The beverage industry is notoriously competitive. Kirin beverage, a majority owned subsidiary of Kirin Brewery, one of our largest holdings struggles to maintain 5% margins yet this is one the better performers. Their problems stem from their diverse and ever changing portfolios of brands with little longevity and no real loyalty from customers. At least with Ito-En everyone knows what they stand for.
Ito-En is not cheaply priced as the shares have done well of late but for the predictability of the business a 4.5% free cash flow yield with annual growth of at least 2% is adequate value compared to most businesses we analyse in Japan. Dividends have risen 175% over the last 10 years and 43% over the last 5. In the last two years the company bought back shares in addition to paying dividends. In those years dividends and share buybacks accounted for 44% of net earnings as opposed to 27% in the prior 5 years. Slowly the company is raising payments to shareholders. Now that all debt has been paid off this might increase even further in the future, we think. It would be good to see return on assets raised to at least 10% from the pedestrian 8% average over the last 7 years. That should be possible if ROE increases above 15%, a low figure for comparable businesses in other markets and one the internal targets of the company see exceeding by April 2006.
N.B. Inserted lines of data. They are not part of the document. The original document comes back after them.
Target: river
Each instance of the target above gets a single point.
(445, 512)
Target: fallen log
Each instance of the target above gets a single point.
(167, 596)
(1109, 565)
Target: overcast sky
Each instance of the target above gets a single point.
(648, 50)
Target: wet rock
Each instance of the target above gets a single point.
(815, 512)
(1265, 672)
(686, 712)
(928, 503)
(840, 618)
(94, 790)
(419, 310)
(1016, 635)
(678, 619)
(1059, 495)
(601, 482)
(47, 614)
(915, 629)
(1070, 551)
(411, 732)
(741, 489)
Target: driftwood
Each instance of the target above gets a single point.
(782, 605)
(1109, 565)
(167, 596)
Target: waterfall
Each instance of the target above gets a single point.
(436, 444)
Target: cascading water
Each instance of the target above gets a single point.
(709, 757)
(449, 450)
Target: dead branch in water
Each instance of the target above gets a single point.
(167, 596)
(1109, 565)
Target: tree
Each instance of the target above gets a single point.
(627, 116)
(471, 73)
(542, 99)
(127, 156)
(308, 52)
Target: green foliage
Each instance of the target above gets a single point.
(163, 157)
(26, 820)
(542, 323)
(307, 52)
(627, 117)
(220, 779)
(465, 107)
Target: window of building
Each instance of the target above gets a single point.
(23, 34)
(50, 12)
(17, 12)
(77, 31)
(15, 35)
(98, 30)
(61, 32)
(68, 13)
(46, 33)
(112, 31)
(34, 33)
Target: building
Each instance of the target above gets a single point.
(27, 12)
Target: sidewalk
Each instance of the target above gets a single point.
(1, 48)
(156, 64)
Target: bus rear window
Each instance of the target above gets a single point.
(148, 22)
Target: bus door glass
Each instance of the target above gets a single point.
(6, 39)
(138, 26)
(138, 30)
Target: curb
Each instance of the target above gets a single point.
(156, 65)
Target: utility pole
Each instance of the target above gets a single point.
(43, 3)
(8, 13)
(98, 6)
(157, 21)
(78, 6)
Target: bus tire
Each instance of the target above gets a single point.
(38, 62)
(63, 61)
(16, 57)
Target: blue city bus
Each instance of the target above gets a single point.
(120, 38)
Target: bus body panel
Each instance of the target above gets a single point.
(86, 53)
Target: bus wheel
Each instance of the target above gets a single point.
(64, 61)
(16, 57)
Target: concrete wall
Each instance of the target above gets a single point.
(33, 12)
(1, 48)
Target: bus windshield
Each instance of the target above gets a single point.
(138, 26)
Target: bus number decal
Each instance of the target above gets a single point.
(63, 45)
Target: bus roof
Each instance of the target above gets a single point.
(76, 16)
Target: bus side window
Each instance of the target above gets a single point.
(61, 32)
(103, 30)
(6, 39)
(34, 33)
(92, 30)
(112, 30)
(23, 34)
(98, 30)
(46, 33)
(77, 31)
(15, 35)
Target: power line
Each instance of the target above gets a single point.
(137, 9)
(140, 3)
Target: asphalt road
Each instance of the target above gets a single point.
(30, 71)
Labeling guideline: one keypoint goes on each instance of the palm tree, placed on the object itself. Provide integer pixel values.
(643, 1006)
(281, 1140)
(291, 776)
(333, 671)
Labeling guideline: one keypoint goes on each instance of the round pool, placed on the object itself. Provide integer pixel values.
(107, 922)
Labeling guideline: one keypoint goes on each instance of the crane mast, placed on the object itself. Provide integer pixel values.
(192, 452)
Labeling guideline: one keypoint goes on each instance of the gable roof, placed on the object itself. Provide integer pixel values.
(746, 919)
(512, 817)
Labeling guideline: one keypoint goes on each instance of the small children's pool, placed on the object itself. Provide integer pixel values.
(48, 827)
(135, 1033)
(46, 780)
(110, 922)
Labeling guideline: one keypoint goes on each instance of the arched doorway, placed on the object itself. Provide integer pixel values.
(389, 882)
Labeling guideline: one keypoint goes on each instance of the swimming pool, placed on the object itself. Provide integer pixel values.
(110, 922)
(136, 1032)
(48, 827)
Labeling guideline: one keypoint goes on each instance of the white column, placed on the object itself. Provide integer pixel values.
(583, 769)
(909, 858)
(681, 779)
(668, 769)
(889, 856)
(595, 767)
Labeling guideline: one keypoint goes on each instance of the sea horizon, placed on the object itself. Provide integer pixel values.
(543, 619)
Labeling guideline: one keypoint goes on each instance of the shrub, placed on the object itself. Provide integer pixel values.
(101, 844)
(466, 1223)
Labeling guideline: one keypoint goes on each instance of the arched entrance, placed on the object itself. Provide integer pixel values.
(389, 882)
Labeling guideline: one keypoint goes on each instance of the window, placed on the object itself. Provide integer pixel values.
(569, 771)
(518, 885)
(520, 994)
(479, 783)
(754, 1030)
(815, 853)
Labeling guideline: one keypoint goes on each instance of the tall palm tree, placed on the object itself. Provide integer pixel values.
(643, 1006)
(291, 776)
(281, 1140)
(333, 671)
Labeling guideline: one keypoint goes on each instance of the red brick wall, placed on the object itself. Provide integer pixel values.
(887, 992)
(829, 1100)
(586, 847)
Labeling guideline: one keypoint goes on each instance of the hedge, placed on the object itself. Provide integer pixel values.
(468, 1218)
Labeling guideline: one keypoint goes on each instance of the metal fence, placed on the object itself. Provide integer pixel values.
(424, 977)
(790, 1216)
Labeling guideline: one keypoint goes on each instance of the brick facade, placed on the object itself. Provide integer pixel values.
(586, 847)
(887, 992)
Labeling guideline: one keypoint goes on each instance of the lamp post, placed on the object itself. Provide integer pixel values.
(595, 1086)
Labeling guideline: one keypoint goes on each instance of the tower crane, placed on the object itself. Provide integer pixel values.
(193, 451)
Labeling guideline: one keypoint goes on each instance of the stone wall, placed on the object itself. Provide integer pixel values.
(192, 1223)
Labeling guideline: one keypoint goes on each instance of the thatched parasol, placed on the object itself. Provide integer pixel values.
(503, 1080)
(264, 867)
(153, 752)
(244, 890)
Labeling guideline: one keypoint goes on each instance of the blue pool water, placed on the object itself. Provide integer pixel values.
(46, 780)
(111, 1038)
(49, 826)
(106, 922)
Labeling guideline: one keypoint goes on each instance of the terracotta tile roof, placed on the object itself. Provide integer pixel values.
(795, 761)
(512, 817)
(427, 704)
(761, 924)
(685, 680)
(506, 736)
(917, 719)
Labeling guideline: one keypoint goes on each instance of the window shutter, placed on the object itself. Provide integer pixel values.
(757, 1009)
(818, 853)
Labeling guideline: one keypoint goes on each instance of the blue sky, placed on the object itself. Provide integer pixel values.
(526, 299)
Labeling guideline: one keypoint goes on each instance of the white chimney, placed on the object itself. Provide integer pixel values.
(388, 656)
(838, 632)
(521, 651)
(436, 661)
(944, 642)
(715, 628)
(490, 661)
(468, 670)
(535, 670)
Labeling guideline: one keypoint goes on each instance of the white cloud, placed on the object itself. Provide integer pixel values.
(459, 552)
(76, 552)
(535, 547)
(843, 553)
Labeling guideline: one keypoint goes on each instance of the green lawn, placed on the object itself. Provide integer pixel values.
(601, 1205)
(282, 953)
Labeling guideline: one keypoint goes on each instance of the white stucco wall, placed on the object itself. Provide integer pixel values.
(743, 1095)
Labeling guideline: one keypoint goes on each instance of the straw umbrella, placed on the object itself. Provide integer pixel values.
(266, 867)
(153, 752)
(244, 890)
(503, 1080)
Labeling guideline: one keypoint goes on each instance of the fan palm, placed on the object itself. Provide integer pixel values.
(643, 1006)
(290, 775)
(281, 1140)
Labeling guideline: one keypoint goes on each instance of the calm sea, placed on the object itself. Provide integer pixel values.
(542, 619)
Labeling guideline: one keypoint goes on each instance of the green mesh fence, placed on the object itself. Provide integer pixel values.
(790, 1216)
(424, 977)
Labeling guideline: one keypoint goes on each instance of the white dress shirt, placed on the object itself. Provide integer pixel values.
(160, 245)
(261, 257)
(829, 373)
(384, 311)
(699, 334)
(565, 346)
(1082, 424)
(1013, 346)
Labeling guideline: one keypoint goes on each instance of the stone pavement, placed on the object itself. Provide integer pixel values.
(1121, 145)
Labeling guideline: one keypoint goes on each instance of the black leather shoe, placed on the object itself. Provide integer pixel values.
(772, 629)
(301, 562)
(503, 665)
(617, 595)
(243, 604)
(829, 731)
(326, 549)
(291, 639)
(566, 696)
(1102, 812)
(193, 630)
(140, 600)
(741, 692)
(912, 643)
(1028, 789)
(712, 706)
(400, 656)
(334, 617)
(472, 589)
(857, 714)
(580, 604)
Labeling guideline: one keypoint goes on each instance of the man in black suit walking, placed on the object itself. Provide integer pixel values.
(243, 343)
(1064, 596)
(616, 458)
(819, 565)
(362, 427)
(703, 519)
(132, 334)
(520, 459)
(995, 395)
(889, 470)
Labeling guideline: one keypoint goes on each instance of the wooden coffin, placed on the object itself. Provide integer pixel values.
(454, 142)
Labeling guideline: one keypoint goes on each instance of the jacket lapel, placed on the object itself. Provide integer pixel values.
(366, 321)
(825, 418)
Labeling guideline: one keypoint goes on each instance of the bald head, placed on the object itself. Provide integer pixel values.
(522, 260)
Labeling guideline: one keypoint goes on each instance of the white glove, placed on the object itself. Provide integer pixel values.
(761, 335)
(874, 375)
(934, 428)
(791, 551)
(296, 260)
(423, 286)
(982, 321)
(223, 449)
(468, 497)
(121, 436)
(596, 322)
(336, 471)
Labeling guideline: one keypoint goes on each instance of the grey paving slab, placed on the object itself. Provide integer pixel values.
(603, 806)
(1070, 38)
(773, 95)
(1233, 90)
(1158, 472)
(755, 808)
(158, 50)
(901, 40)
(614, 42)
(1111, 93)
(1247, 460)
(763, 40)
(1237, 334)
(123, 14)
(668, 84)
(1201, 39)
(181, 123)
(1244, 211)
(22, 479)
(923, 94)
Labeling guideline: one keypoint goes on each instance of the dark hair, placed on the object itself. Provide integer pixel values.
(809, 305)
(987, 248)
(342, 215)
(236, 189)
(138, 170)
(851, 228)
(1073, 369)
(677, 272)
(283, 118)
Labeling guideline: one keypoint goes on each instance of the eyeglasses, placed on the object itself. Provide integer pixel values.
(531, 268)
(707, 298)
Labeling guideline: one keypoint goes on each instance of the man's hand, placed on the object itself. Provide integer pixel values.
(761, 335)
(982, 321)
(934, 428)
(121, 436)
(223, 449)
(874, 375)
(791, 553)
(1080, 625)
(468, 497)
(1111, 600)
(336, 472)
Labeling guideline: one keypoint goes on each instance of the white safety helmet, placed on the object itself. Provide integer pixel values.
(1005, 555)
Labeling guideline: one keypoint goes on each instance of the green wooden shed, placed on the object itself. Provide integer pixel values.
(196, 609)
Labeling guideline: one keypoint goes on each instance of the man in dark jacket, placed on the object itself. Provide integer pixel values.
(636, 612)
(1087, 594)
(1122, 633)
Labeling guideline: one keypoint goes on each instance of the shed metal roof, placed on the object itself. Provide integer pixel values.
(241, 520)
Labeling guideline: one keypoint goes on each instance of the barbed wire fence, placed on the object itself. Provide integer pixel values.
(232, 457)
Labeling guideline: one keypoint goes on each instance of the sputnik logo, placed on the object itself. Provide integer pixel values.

We were able to buy shares in Ito-En at a then prospective free cash flow yield of 5.8% in late 2002. At the time we though it was good, but not outstanding value for business. This may sound penny pinching now that the shares are up 45% from that level but when we compare values of similar business in other markets it puts this reticence into perspective. AG Barr, a UK based carbonated beverage franchise we own in other mandates we manage with similar business characteristics and growth prospects, although only one tenth of Ito-En’s sales earns significantly higher operating margins (12% versus 7%) and has a higher ROA of 11% versus 8%. In terms of valuation Barr’s free cash flow yield is 11%, dividend yield 3.8% and P/E 12x all far more attractive than Ito-En’s both today and when we bought it. The only fundamental working in Ito-En’s favour is the discount rate currently 2.8% in Japan versus 4.9% in the UK is one assumes that the yield on the longest dated bond is the best proxy. Even so, that hardly compensates for the gulf in valuation and speaks volumes for the difficulty in finding good value in Japan today.